« Ce qui se passe actuellement en pays de Fayence, avec la décision de maires de limiter voire de geler totalement la délivrance des permis de construire à cause de la pénurie d’eau, n’est que le résultat d’un long abandon des infrastructures (réseaux, voiries...) en France. » Jean-Jacques Castillon, président de la Fédération du BTP du Var, est d’autant plus direct et crédible sur le sujet que les professionnels du secteur qu’il représente dans le Var « dénoncent cette situation depuis des années sans être entendus et subissent la double peine ».
En l’occurrence non seulement ils ne sont pas ou peu sollicités pour l’entretien de ces infrastructures, mais ils risquent fort de ne plus l’être sur le segment de marché de la construction de logements. « Au-delà de la légalité de telles décisions qu’il faudra interroger, il s’agit d’éviter que ce phénomène ne s’étende à d’autres territoires et prouver que le secteur de la construction, le BTP en particulier, n’est pas le problème mais la solution », revendique-t-il.
Sécheresse : le Var sévèrement à sec
Fuite en avant
En février 2020, en pleine campagne électorale des municipales et peu avant la crise Covid, la Fédération du BTP du Var et la Fédération régionale des travaux publics (TP) avaient interpelé les maires en place et les candidats à leur succession afin qu’ils ne baissent pas la garde sur la réalisation et l’entretien de leurs réseaux, rappelant le déclassement de la France en la matière, particulièrement visible sur les infrastructures routières puisque notre pays est passé de la 1ère à la 18e place entre 2012 et 2019 dans le classement international du Forum économique mondial. Une fuite en avant qui avait été estimée à l’échelle du Var à -24 % d’investissement annuel dans les travaux publics en 2019 par rapport à 2008. « Un déclassement coûteux pour les entreprises de TP, mais qui le sera aussi demain pour le contribuable car plus élevée sera la facture de rattrapage ou d’incident, faute de prise en compte nécessaire », écrivions-nous à ce propos à l’époque.

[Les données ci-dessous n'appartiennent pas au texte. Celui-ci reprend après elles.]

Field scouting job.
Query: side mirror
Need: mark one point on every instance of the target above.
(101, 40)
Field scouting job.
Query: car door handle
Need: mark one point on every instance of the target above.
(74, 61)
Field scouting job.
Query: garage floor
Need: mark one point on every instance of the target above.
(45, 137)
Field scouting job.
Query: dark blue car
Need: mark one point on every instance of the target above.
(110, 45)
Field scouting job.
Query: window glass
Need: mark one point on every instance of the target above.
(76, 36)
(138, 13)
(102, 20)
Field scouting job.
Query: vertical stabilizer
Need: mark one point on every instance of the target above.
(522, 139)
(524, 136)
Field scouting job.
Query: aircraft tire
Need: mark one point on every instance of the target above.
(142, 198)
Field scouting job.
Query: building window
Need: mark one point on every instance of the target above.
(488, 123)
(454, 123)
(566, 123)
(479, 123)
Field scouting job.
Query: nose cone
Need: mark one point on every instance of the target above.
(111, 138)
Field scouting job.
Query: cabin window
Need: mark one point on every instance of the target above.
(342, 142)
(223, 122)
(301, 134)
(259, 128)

Pour la Fédération varoise, ce sont les territoires et leurs habitants qui souffrent les premiers de ce déclassement.
« Cela se traduit par des voiries dégradées, des équipements collectifs insuffisants, des réseaux d’eau potable vétustes qui contribuent aux fuites à l’origine de la perte de 20 % de l’eau potable transportée, soit 1 milliard de m3 d’eau perdue chaque année ! Dans le pays de Fayence, ce chiffre encore plus désastreux, avec 50 % de fuites, oblige à prendre des mesures d’urgence, comme l’approvisionnement en eau par camions, pratique dont l’empreinte carbone est elle aussi désastreuse ! Ce déclassement est préjudiciable à la qualité de services que les usagers sont en droit d’attendre et à l’attractivité des territoires dans la vaste compétition qui se joue entre les régions et les départements pour attirer touristes et investisseurs. »
Travaux ici pour l’eau de là
En pays de Fayence, outre le fait que bloquer l’urbanisme s’apparente à « tourner le dos au développement du territoire et à son avenir, nier les besoins de la population, acter le gaspillage sans fin de l’eau », entre autres constats, la limitation voire le gel de la délivrance des permis de construire et le défaut d’entretien des réseaux sont considérés comme un manque à gagner pour le tissu d’entreprises du BTP. « Cette décision est unilatérale et inacceptable », plaide encore Jean-Jacques Castillon qui réclame à l’inverse de « mener sans attendre des travaux d’envergure pour améliorer les infrastructures et rendre aux administrés le service qu’ils sont en droit d’attendre, de mettre en place un nouveau PLU [Plan local d’urbanisme, NDLR] qui impose des règles précises et déterminées collectivement pour prendre en compte la pénurie en eau dans les futurs projets immobiliers, comme l’impose la loi économie circulaire du 10 février 2020, plutôt que de tout bloquer, de rétablir le dialogue avec les acteurs économiques du territoire, de faire confiance au secteur de la construction pour innover et réfléchir ensemble à un développement durable du territoire ».
Et le président de la Fédération de demander au préfet du Var et aux élus locaux d’agir pour le rétablissement des conditions de ce dialogue au plus vite et d’être associé aux avancées espérées. En quelque sorte, mieux vaut effectuer les travaux ici que perdre l’eau de là.